IV. Plaintiff's Challenge Plaintiff challenges the ALJ’s functional equivalence finding, specifically the finding that T.M. had less than marked limitations in the domains of acquiring and using information and attending and completing tasks. Plaintiff argues that, in finding that T.M. had less than marked limitations in the foregoing two domains, the ALJ overlooked evidence that he had difficulties with learning and with distractibility, that he had expressive and receptive language delays, and that he had poor grades.
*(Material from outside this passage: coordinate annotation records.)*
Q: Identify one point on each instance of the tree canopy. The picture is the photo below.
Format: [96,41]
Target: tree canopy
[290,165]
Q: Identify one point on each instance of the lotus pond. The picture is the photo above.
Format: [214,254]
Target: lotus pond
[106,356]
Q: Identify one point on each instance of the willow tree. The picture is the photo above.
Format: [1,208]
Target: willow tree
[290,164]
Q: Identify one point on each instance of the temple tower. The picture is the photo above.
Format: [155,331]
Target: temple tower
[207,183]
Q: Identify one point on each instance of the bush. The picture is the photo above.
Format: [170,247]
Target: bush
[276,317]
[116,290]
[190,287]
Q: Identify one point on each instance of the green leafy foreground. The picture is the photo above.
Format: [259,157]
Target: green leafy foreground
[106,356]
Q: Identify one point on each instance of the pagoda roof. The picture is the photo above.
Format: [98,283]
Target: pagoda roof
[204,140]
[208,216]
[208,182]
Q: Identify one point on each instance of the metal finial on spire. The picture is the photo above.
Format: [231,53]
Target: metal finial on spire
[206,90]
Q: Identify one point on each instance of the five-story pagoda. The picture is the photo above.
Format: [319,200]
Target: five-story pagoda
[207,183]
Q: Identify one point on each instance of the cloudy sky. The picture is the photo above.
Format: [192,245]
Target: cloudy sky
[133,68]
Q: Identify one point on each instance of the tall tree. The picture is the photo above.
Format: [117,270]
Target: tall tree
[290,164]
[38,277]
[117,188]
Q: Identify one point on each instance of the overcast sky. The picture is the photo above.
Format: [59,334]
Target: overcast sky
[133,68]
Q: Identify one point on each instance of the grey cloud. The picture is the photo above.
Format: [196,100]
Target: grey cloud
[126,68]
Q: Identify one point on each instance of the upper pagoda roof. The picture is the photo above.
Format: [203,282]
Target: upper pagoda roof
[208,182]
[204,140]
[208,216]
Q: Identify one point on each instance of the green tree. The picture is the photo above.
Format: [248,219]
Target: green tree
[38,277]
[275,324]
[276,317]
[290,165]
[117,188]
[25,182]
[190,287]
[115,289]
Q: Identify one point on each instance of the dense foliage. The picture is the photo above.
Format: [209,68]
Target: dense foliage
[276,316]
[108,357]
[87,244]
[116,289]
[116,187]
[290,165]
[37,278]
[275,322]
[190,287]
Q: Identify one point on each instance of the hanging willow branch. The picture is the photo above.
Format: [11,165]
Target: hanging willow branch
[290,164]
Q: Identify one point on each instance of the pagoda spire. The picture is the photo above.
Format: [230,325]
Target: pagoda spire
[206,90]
Plaintiff then asserts that, when the ALJ evaluated the domain of acquiring and using information, he ignored the statement of Speech and Language Pathologist (“SPL”) Marydel Wypych that T.M.’s language delays “may adversely affect his academic performance, life experiences, ability to be understood by others, and communication at an age-appropriate level.” (Tr. 351). Plaintiff claims that when the ALJ evaluated the domain of attending and completing tasks, he ignored evidence showing that that T.M. required special
accommodations to address his inattentiveness. Plaintiff also contends that, when evaluating both domains, the ALJ did not compare T.M.’s abilities to those of same-age peers. Plaintiff then claims that the ALJ mischaracterized and selectively read the record but does not specify which evidence the ALJ read incorrectly. The Court finds Plaintiff's challenges to the ALJ’s functional equivalence finding to be without merit. The ALJ thoroughly evaluated the evidence and concluded that T.M. had a less than marked limitation in the domain of acquiring and using information. (Tr. 21). As an initial matter, in evaluating this domain, the ALJ must consider how well the child acquires and learns information and how well he uses the information he has learned. 20 C.F.R. § 416.926a(g). Because during the relevant period T.M. was 12 to 14 years old, he was considered an adolescent. 20 C.F.R. § 416.926a(g)(v) (defining an adolescent as a child between age 12 to attainment of age 18). (Tr. 59). The Commissioner's regulations provide insight into what children at various ages should be able to do. 20 C.F.R. § 416.926a(g)(iii)(Vv). Adolescents, like T.M., should be able to demonstrate what they have learned in academic assignments; and should also be able to use what they have learned in daily living situations without assistance, like going to the store, using the library, and using public transportation. 20 C.F.R. § 416.926a(g)(v). Examples of limitations in this domain (although not necessarily marked or extreme limitations) include talking in short and simple sentences, having difficulty explaining what they mean, having difficulty recalling important things, and having difficulty solving mathematic questions. 20 C.F.R. § 416.926a(g)(v)(ii).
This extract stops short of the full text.